À noite, depois de as deitar, sentei-me na varanda, a olhar para as luzes da cidade. Lembrei-me do meu próprio pai, sempre ausente, sempre ocupado. Jurei que nunca seria como ele. Mas será que estava a repetir os mesmos erros?

No domingo, levei-as ao parque da Cidade. A Emma ficou no telemóvel, a Élodie brincou um pouco, mas logo pediu para ir embora. — Pai, podemos ir para casa da mãe? — Ainda não, filha. — Mas ela insistiu, e eu cedi. No caminho, o silêncio era pesado. Quando as deixei, a Nora olhou para mim com pena. — António, elas precisam de tempo. — E eu? Eu não preciso?

Comecei a sentir-me cada vez mais sozinho. Os amigos afastaram-se, cansados dos meus desabafos. No trabalho, distraía-me, cometia erros. O chefe chamou-me ao gabinete. — António, tens de te concentrar. — Eu sei, desculpe. — Mas como concentrar-me, se a minha vida estava a desmoronar?
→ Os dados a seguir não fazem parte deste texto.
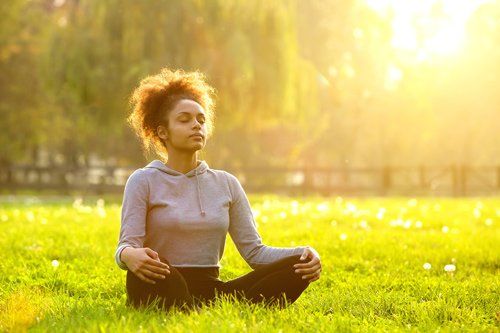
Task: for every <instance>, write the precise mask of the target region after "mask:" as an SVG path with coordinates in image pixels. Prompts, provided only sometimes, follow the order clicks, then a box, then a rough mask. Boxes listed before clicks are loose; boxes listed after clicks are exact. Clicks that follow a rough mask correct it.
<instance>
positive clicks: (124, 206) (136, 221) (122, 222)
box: [115, 169, 149, 270]
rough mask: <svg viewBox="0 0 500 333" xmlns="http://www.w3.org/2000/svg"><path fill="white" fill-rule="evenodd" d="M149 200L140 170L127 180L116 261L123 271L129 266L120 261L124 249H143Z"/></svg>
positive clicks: (145, 186) (144, 179) (138, 169)
mask: <svg viewBox="0 0 500 333" xmlns="http://www.w3.org/2000/svg"><path fill="white" fill-rule="evenodd" d="M148 198H149V186H148V182H147V179H146V177H145V175H144V173H143V172H142V171H141V169H138V170H136V171H134V172H133V173H132V174H131V175H130V177H129V178H128V179H127V182H126V184H125V190H124V193H123V203H122V210H121V227H120V238H119V241H118V246H117V248H116V251H115V261H116V263H117V265H118V267H120V268H121V269H124V270H126V269H127V266H126V265H125V264H124V263H123V262H122V261H121V260H120V255H121V252H122V251H123V249H124V248H126V247H128V246H131V247H135V248H139V247H143V243H144V237H145V235H146V215H147V211H148Z"/></svg>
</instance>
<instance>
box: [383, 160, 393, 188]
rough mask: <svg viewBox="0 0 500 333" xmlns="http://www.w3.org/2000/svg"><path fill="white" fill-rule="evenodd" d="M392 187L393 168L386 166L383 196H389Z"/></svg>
mask: <svg viewBox="0 0 500 333" xmlns="http://www.w3.org/2000/svg"><path fill="white" fill-rule="evenodd" d="M390 187H391V167H390V166H388V165H386V166H385V167H384V168H383V169H382V194H384V195H385V194H387V192H388V191H389V188H390Z"/></svg>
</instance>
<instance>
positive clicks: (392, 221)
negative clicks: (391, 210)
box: [389, 219, 404, 227]
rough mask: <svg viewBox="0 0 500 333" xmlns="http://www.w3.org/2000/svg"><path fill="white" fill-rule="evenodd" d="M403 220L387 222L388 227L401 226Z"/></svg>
mask: <svg viewBox="0 0 500 333" xmlns="http://www.w3.org/2000/svg"><path fill="white" fill-rule="evenodd" d="M403 223H404V222H403V220H402V219H396V220H392V221H391V222H389V225H390V226H391V227H400V226H402V225H403Z"/></svg>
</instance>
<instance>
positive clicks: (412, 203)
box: [408, 198, 418, 207]
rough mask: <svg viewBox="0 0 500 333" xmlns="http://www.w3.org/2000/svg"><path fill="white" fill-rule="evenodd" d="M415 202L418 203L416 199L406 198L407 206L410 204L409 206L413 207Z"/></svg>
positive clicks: (414, 204) (415, 205)
mask: <svg viewBox="0 0 500 333" xmlns="http://www.w3.org/2000/svg"><path fill="white" fill-rule="evenodd" d="M417 203H418V201H417V199H414V198H413V199H410V200H408V206H410V207H415V206H416V205H417Z"/></svg>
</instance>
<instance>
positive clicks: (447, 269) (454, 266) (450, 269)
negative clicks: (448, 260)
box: [444, 264, 457, 273]
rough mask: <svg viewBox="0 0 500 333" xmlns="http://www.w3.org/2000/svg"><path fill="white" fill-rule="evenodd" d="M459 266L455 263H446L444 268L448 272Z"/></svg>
mask: <svg viewBox="0 0 500 333" xmlns="http://www.w3.org/2000/svg"><path fill="white" fill-rule="evenodd" d="M456 269H457V268H456V267H455V265H453V264H449V265H446V266H444V270H445V272H448V273H452V272H454V271H455V270H456Z"/></svg>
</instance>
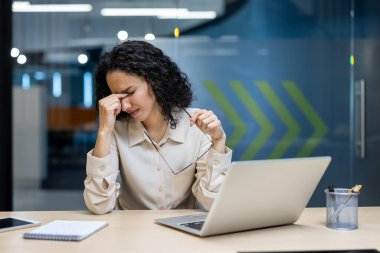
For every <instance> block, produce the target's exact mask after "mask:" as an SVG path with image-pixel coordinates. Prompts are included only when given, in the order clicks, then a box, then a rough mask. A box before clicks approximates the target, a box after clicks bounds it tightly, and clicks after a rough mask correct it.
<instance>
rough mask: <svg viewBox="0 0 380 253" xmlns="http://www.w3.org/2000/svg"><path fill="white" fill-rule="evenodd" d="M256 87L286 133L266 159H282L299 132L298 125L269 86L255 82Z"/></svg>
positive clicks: (285, 107) (300, 129)
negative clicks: (267, 102) (271, 108)
mask: <svg viewBox="0 0 380 253" xmlns="http://www.w3.org/2000/svg"><path fill="white" fill-rule="evenodd" d="M256 86H257V87H258V88H259V89H260V91H261V92H262V93H263V95H264V97H265V98H266V99H267V100H268V102H269V103H270V105H271V106H272V107H273V109H274V111H275V112H276V114H277V116H278V117H279V118H280V119H281V121H282V122H283V123H284V124H285V125H286V127H287V129H288V131H287V132H286V134H285V135H284V136H283V137H282V138H281V140H279V142H278V144H277V145H276V147H275V148H274V149H273V151H272V153H271V154H269V156H268V158H280V157H283V155H284V153H285V152H286V150H287V149H288V148H289V146H290V145H291V144H292V142H293V141H294V139H295V138H296V137H297V136H298V134H299V133H300V132H301V128H300V126H299V124H298V123H297V122H296V121H295V119H294V118H293V116H292V115H291V114H290V112H289V110H288V109H287V108H286V106H285V105H284V103H282V102H281V100H280V98H279V97H278V96H277V95H276V93H275V92H274V91H273V90H272V89H271V88H270V87H269V84H268V83H267V82H265V81H257V82H256Z"/></svg>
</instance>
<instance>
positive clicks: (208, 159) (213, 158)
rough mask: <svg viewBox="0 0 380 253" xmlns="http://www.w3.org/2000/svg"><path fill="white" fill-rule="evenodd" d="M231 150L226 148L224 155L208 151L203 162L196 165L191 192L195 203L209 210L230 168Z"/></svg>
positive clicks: (210, 151)
mask: <svg viewBox="0 0 380 253" xmlns="http://www.w3.org/2000/svg"><path fill="white" fill-rule="evenodd" d="M231 160H232V150H231V149H229V148H227V147H226V153H225V154H221V153H218V152H217V151H215V150H214V149H210V151H209V152H208V154H207V158H206V159H205V160H202V161H199V162H198V163H197V173H196V174H195V177H196V181H195V183H194V184H193V187H192V192H193V194H194V196H195V198H196V199H197V201H198V202H199V203H200V204H201V205H202V206H203V207H204V208H205V209H206V210H209V209H210V208H211V205H212V203H213V201H214V199H215V197H216V195H217V193H218V191H219V189H220V187H221V185H222V183H223V181H224V178H225V175H226V172H227V170H228V168H229V167H230V166H231Z"/></svg>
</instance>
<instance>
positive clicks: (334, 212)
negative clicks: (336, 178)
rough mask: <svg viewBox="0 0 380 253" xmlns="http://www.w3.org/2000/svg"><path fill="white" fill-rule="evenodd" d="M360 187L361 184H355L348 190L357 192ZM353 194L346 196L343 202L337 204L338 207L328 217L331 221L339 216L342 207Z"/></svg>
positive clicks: (348, 201) (354, 191)
mask: <svg viewBox="0 0 380 253" xmlns="http://www.w3.org/2000/svg"><path fill="white" fill-rule="evenodd" d="M361 188H362V185H361V184H358V185H355V186H354V187H352V188H351V189H350V190H348V192H349V193H352V192H359V191H360V189H361ZM352 196H353V195H350V196H348V197H347V198H346V199H345V200H344V202H343V203H342V204H341V205H340V206H339V208H338V209H337V210H335V212H334V213H333V214H332V215H331V216H330V217H329V221H330V222H332V221H333V220H334V219H335V218H337V217H338V216H339V214H340V213H341V212H342V210H343V208H345V207H346V205H347V204H348V202H349V201H350V199H351V198H352Z"/></svg>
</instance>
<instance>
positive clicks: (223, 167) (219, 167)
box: [209, 147, 232, 174]
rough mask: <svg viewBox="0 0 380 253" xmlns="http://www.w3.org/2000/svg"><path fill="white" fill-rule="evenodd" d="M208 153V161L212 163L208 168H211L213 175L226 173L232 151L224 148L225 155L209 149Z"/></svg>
mask: <svg viewBox="0 0 380 253" xmlns="http://www.w3.org/2000/svg"><path fill="white" fill-rule="evenodd" d="M210 151H211V152H210V153H209V161H210V162H212V165H211V166H209V167H210V168H213V174H214V173H217V174H219V173H223V174H224V173H226V172H227V170H228V168H229V167H230V166H231V161H232V150H231V149H230V148H228V147H226V153H224V154H222V153H219V152H218V151H216V150H214V149H211V150H210ZM210 158H211V159H210Z"/></svg>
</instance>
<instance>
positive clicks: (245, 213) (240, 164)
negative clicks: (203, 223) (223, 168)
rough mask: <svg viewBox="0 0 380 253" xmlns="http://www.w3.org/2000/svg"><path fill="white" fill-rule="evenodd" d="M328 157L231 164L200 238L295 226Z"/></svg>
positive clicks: (294, 158)
mask: <svg viewBox="0 0 380 253" xmlns="http://www.w3.org/2000/svg"><path fill="white" fill-rule="evenodd" d="M330 161H331V157H329V156H325V157H308V158H290V159H273V160H256V161H239V162H233V163H232V165H231V168H230V169H229V171H228V173H227V176H226V180H225V182H224V183H223V185H222V188H221V190H220V192H219V193H218V196H217V198H216V199H215V201H214V203H213V205H212V208H211V210H210V212H209V214H208V217H207V220H206V222H205V224H204V225H203V228H202V230H201V233H200V234H201V235H202V236H207V235H213V234H221V233H228V232H235V231H242V230H248V229H254V228H261V227H269V226H277V225H284V224H290V223H293V222H295V221H296V220H297V219H298V218H299V216H300V215H301V213H302V211H303V210H304V208H305V207H306V205H307V203H308V201H309V200H310V198H311V196H312V194H313V192H314V190H315V188H316V187H317V185H318V183H319V181H320V179H321V178H322V176H323V174H324V172H325V170H326V168H327V166H328V165H329V163H330Z"/></svg>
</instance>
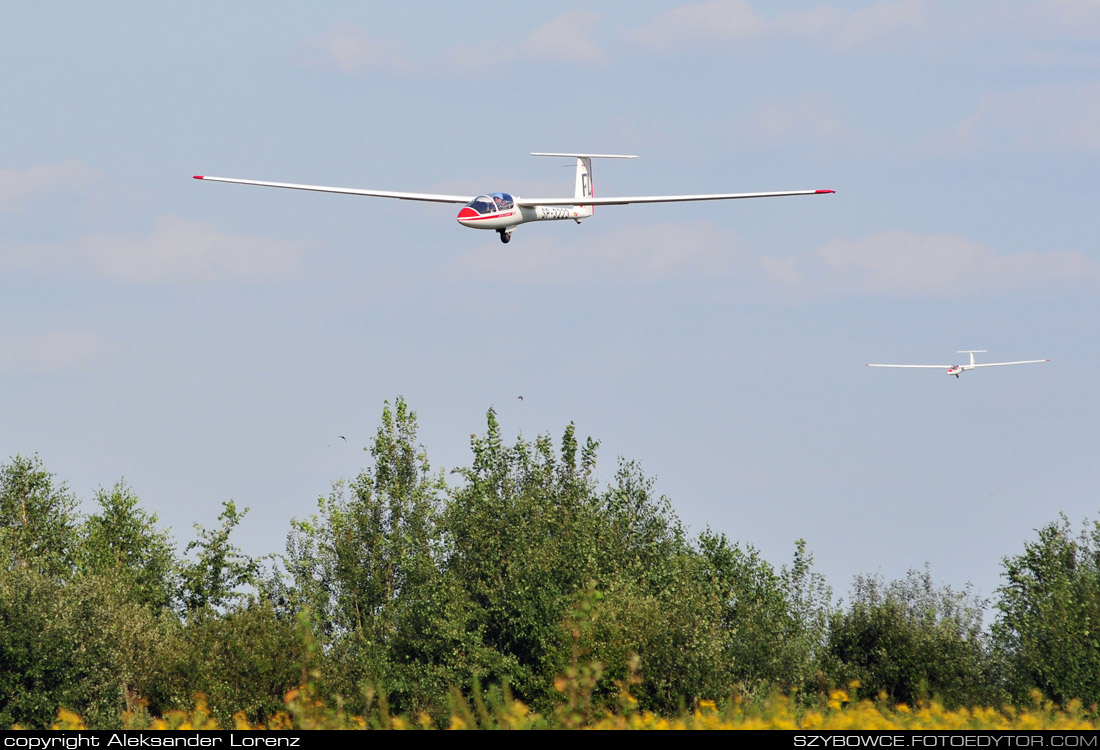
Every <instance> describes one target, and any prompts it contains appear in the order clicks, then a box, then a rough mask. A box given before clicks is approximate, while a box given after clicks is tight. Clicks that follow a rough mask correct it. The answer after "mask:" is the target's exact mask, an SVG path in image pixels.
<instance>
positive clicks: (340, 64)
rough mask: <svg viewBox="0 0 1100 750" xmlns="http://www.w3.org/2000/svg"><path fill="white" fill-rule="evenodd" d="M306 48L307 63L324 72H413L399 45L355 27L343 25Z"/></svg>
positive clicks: (316, 39)
mask: <svg viewBox="0 0 1100 750" xmlns="http://www.w3.org/2000/svg"><path fill="white" fill-rule="evenodd" d="M305 46H306V49H307V51H308V56H307V62H308V64H309V65H311V66H313V67H319V68H321V69H327V70H337V71H340V73H363V71H377V73H407V71H409V70H411V69H412V64H411V63H409V62H408V59H406V58H405V57H404V55H401V53H400V49H399V47H398V45H397V43H396V42H394V41H392V40H385V38H378V37H374V36H371V35H368V34H367V32H366V30H364V29H362V27H361V26H357V25H354V24H344V25H342V26H338V27H335V29H333V30H332V31H330V32H328V33H327V34H323V35H321V36H317V37H313V38H310V40H307V41H306V43H305Z"/></svg>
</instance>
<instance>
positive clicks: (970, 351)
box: [955, 349, 989, 367]
mask: <svg viewBox="0 0 1100 750" xmlns="http://www.w3.org/2000/svg"><path fill="white" fill-rule="evenodd" d="M988 351H989V350H987V349H960V350H959V351H957V352H955V353H956V354H969V355H970V366H971V367H974V355H975V354H983V353H985V352H988Z"/></svg>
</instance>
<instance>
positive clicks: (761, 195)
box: [195, 152, 836, 242]
mask: <svg viewBox="0 0 1100 750" xmlns="http://www.w3.org/2000/svg"><path fill="white" fill-rule="evenodd" d="M531 155H532V156H565V157H570V158H576V181H575V186H574V190H573V197H572V198H520V197H519V196H511V195H509V194H507V192H488V194H484V195H480V196H449V195H437V194H433V192H396V191H394V190H363V189H359V188H342V187H327V186H323V185H296V184H293V183H265V181H261V180H256V179H237V178H234V177H209V176H207V175H195V179H204V180H208V181H211V183H237V184H238V185H259V186H261V187H279V188H289V189H292V190H316V191H318V192H342V194H345V195H351V196H371V197H374V198H397V199H398V200H423V201H429V202H436V203H463V206H462V208H461V209H460V210H459V216H458V220H459V223H460V224H462V225H463V227H469V228H471V229H489V230H494V231H495V232H497V233H498V234H499V235H500V242H508V241H509V240H510V239H511V232H513V230H514V229H516V227H518V225H519V224H526V223H527V222H530V221H562V220H565V219H572V220H573V221H575V222H576V223H581V222H582V221H583V220H584V219H587V218H588V217H591V216H592V214H593V213H594V212H595V207H596V206H623V205H626V203H675V202H682V201H689V200H733V199H737V198H775V197H781V196H815V195H822V194H826V192H836V191H835V190H783V191H779V192H716V194H708V195H707V194H704V195H692V196H632V197H626V198H596V197H595V196H594V195H593V191H592V159H594V158H638V157H637V156H635V155H632V154H558V153H552V154H548V153H536V152H531Z"/></svg>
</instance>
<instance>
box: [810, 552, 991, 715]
mask: <svg viewBox="0 0 1100 750" xmlns="http://www.w3.org/2000/svg"><path fill="white" fill-rule="evenodd" d="M985 606H986V604H985V602H982V600H980V599H977V598H976V597H974V596H972V595H971V594H970V592H969V589H967V591H964V592H955V591H952V588H950V587H949V586H943V587H936V586H935V584H934V582H933V581H932V574H931V573H930V572H928V571H927V569H925V570H924V571H923V572H917V571H910V572H909V574H908V575H906V576H905V578H904V580H902V581H894V582H892V583H890V584H889V585H886V584H883V582H882V580H881V578H879V577H877V576H876V577H871V576H858V577H857V578H856V582H855V585H854V587H853V593H851V603H850V605H849V606H848V608H847V610H846V611H840V613H837V614H836V615H835V616H834V618H833V621H832V624H831V628H829V633H828V644H827V658H828V661H829V670H828V671H829V675H831V676H832V677H833V679H834V680H835V681H836V682H838V683H840V684H845V683H848V682H850V681H853V680H858V681H859V684H860V690H861V692H864V694H870V695H876V694H878V693H886V694H887V695H888V696H890V697H891V698H892V699H894V701H898V702H901V703H913V702H915V701H917V699H920V698H923V697H937V698H939V699H941V701H943V702H944V704H945V705H946V706H948V707H955V706H960V705H983V704H988V702H990V701H993V699H996V697H997V696H996V694H994V692H993V688H992V684H991V679H990V660H989V652H988V650H987V648H986V642H985V638H983V636H982V626H981V620H982V611H983V609H985Z"/></svg>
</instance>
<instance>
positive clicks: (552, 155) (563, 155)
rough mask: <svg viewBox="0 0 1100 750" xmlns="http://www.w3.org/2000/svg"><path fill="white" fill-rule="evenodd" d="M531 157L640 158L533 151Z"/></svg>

Uma noite, a minha mãe ligou-me. — Filho, tens de lutar pelas tuas meninas. Não deixes que a distância cresça. — Mas como lutar, mãe, se elas não querem saber de mim? — Elas querem, só não sabem como mostrar. — Chorei ao telefone, como um miúdo. Senti-me pequeno, impotente.

Decidi procurar ajuda. Marquei consulta com uma psicóloga. Falei-lhe de tudo: do divórcio, das meninas, da solidão. — António, as crianças sentem tudo. A culpa não é tua, nem delas. Tens de lhes mostrar que estás presente, mesmo quando elas te afastam. — Mas como? — Com paciência, com amor, com tempo.

Comecei a escrever cartas para as meninas. Pequenas mensagens, desenhos, piadas. Deixava-as nas mochilas, nos bolsos dos casacos. Às vezes, recebia um sorriso tímido, outras vezes, nada. Mas continuei.

Um dia, a Emma veio ter comigo. — Pai, posso falar contigo? — O coração bateu-me forte. — Claro, filha. — Sentámo-nos no sofá. Ela olhou para mim, séria. — Eu não gosto quando tu e a mãe discutem. — Eu sei, filha. — E não gosto de ter de escolher entre vocês. — Não tens de escolher, Emma. Eu vou estar sempre aqui, mesmo quando não quiseres falar comigo. — Ela abraçou-me, pela primeira vez em meses. Chorei em silêncio, sem ela ver.

A Élodie, mais tímida, demorou mais tempo. Uma noite, veio ao meu quarto. — Pai, posso dormir contigo? — Claro, filha. — Deitou-se ao meu lado, agarrou-se ao meu braço. — Tenho medo que vás embora. — Nunca vou embora, prometo. — Adormeceu ali, tranquila.

As coisas não ficaram perfeitas. Ainda há silêncios, ainda há distâncias. Mas aprendi a aceitar que o amor não se mede em dias de visita, nem em abraços forçados. O amor é estar presente, mesmo quando tudo parece perdido.

Hoje, olho para as minhas filhas e vejo nelas a força que me falta. Sei que nunca vou recuperar o tempo perdido, mas posso construir um novo caminho, passo a passo. E pergunto-me: quantos pais, como eu, vivem este medo de perder os filhos depois do divórcio? Quantos de nós conseguimos, realmente, atravessar este rio?

Será que algum dia vou voltar a ser o herói delas? Ou será que, no fundo, basta ser apenas o pai que nunca desiste?